MotoGP, Luigi Dall’Igna: “Bisogna puntare sull’aerodinamica”

Luigi Dall'Igna
Luigi Dall’Igna (© getty images)

Luigi Dall’Igna, direttore generale di Ducati Corse, parla della prossima stagione in MotoGP, di aerodinamica e alette. La Casa di Borgo Panigale confida sui lavoro degli ingegneri per allestire una moto subito competitiva dopo l’ingresso delle nuove gomme Michelin e della centralina unica.

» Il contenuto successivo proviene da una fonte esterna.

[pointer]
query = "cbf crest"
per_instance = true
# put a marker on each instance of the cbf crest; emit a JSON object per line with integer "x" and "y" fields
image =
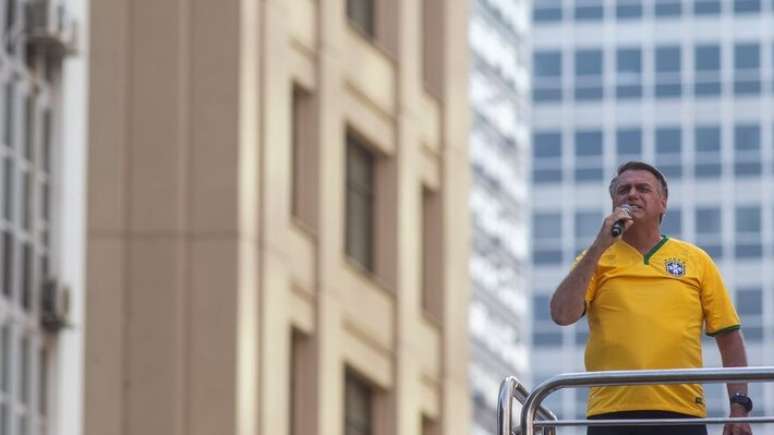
{"x": 675, "y": 267}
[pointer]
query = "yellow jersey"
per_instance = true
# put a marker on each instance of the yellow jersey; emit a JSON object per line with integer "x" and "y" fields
{"x": 647, "y": 312}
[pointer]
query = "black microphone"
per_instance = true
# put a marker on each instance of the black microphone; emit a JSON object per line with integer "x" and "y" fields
{"x": 620, "y": 224}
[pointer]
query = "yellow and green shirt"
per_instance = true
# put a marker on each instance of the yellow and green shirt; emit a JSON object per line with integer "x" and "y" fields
{"x": 647, "y": 312}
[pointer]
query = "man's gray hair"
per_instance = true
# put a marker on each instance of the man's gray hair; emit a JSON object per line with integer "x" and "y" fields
{"x": 635, "y": 165}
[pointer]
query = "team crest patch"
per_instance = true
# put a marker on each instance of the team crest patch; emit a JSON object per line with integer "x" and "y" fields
{"x": 675, "y": 267}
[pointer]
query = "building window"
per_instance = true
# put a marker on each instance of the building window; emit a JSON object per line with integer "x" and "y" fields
{"x": 707, "y": 152}
{"x": 358, "y": 406}
{"x": 360, "y": 203}
{"x": 547, "y": 11}
{"x": 588, "y": 155}
{"x": 11, "y": 23}
{"x": 547, "y": 238}
{"x": 668, "y": 8}
{"x": 547, "y": 157}
{"x": 544, "y": 330}
{"x": 707, "y": 70}
{"x": 25, "y": 177}
{"x": 588, "y": 75}
{"x": 747, "y": 6}
{"x": 547, "y": 76}
{"x": 672, "y": 224}
{"x": 587, "y": 225}
{"x": 747, "y": 64}
{"x": 747, "y": 150}
{"x": 669, "y": 151}
{"x": 668, "y": 72}
{"x": 431, "y": 254}
{"x": 304, "y": 158}
{"x": 707, "y": 7}
{"x": 628, "y": 144}
{"x": 589, "y": 10}
{"x": 748, "y": 232}
{"x": 749, "y": 304}
{"x": 302, "y": 376}
{"x": 628, "y": 66}
{"x": 709, "y": 230}
{"x": 628, "y": 9}
{"x": 362, "y": 15}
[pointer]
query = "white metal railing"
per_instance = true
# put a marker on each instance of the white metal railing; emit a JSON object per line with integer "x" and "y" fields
{"x": 511, "y": 389}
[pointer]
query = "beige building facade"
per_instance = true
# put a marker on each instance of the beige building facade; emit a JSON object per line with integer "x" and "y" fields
{"x": 277, "y": 226}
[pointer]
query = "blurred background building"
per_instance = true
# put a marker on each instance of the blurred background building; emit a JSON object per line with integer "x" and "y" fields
{"x": 686, "y": 85}
{"x": 499, "y": 147}
{"x": 256, "y": 209}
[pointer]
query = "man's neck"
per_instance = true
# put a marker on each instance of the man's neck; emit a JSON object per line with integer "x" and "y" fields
{"x": 642, "y": 238}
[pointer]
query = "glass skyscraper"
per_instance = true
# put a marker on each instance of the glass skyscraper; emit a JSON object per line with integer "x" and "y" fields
{"x": 499, "y": 93}
{"x": 687, "y": 86}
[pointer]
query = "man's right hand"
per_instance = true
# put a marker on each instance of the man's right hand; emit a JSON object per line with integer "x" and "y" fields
{"x": 605, "y": 237}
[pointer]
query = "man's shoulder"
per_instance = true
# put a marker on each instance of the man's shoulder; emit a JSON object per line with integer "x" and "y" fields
{"x": 687, "y": 249}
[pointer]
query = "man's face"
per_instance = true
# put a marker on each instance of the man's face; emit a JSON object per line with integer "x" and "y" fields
{"x": 642, "y": 191}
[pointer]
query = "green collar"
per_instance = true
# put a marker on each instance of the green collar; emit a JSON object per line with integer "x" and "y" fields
{"x": 653, "y": 250}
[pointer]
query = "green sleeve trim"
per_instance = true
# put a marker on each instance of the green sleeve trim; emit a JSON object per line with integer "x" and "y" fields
{"x": 724, "y": 330}
{"x": 653, "y": 250}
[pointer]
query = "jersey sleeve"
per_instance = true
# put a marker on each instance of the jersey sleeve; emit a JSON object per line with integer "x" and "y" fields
{"x": 719, "y": 313}
{"x": 591, "y": 289}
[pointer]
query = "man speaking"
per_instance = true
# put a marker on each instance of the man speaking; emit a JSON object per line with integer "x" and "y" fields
{"x": 647, "y": 298}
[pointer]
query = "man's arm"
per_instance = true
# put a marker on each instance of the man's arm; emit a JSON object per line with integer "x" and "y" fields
{"x": 732, "y": 353}
{"x": 568, "y": 304}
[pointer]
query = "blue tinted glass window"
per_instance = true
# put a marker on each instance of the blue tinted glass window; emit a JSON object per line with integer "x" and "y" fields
{"x": 747, "y": 56}
{"x": 747, "y": 138}
{"x": 707, "y": 67}
{"x": 749, "y": 302}
{"x": 706, "y": 7}
{"x": 708, "y": 221}
{"x": 628, "y": 64}
{"x": 588, "y": 63}
{"x": 629, "y": 143}
{"x": 673, "y": 222}
{"x": 668, "y": 151}
{"x": 747, "y": 154}
{"x": 547, "y": 64}
{"x": 668, "y": 59}
{"x": 668, "y": 68}
{"x": 707, "y": 139}
{"x": 588, "y": 143}
{"x": 552, "y": 338}
{"x": 587, "y": 223}
{"x": 588, "y": 74}
{"x": 546, "y": 226}
{"x": 547, "y": 11}
{"x": 550, "y": 175}
{"x": 747, "y": 6}
{"x": 668, "y": 140}
{"x": 667, "y": 8}
{"x": 747, "y": 69}
{"x": 547, "y": 144}
{"x": 628, "y": 9}
{"x": 588, "y": 10}
{"x": 547, "y": 75}
{"x": 707, "y": 57}
{"x": 748, "y": 219}
{"x": 540, "y": 307}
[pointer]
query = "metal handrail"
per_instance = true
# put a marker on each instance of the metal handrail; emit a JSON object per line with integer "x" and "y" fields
{"x": 511, "y": 388}
{"x": 631, "y": 377}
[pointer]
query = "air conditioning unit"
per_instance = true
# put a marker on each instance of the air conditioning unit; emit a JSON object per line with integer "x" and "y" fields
{"x": 54, "y": 306}
{"x": 48, "y": 24}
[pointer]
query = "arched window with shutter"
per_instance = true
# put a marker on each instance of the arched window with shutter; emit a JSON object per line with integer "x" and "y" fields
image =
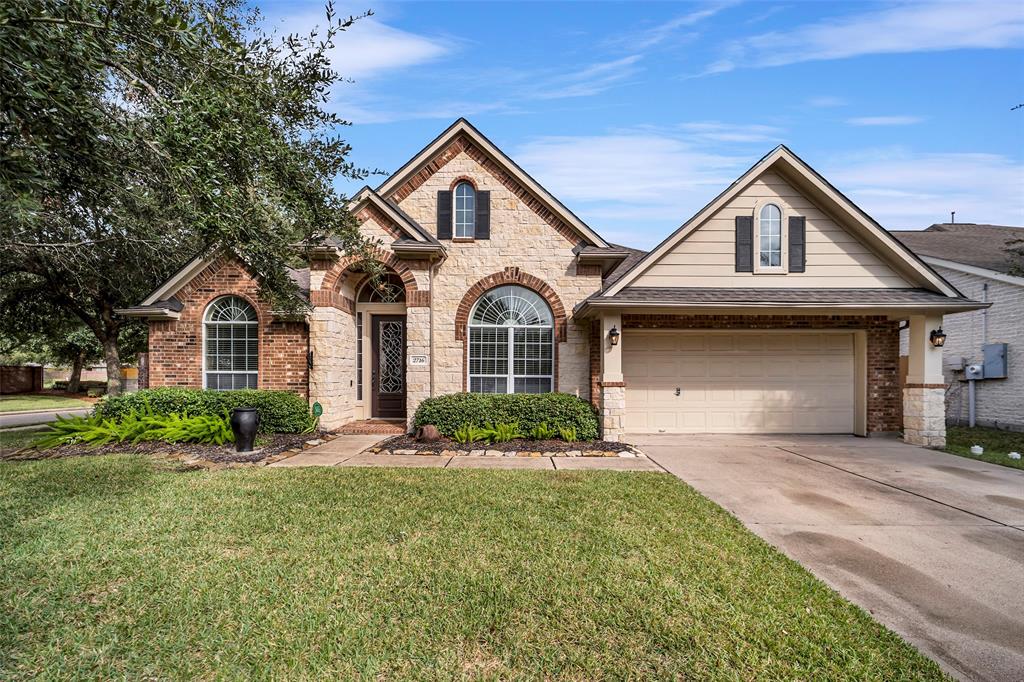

Dal 2016 il team Ducati scenderà in pista con ben otto piloti, quindi nella raccolta dati i tecnici della Rossa saranno favoriti rispetto agli avversari, con la Yamaha che porterà in pista 4 moto, la Honda 5, Aprilia e Suzuki 2. La Desmosedici GP16 che sarà affidata ad Andrea Dovizioso e Andrea Iannone è in divenire e dopo i primi test in programma dall’1 al 3 febbraio a Sepang sarà possibile fare previsioni più nitide.

“Nel motociclismo l’aerodinamica è una delle aree su cui si è puntato di meno negli anni passati. Mi piacerebbe invece continuare a sviluppare un focus in questa direzione e sono abbastanza soddisfatto di quanto abbiamo fatto nella passata stagione”, ha detto Luigi Dall’Igna ad Autosport. La scorsa stagione Ducati ha montato delle alette laterali per aumentare il carico aerodinamico sulla ruota anteriore, una soluzione che potrebbe essere portata avanti anche nel prossimo campionato quasi alle porte.

“Penso che il set up per l’aerodinamica sia arrivato al livello finale, quindi non credo che il numero delle alette verrà incrementato – ha aggiunto l’ingegnere veneto – forse però possiamo puntare ad adattarle un po’ di più ai circuiti o migliorare alcuni piccoli dettagli”. Ricordiamo che in base al nuovo regolamento la misura minima del diametro delle appendici aerodinamiche montate sulle carene non potranno avere un raggio inferiore s 2,5 mm, mentre il peso minimo delle moto passa da 158 a 157 kg.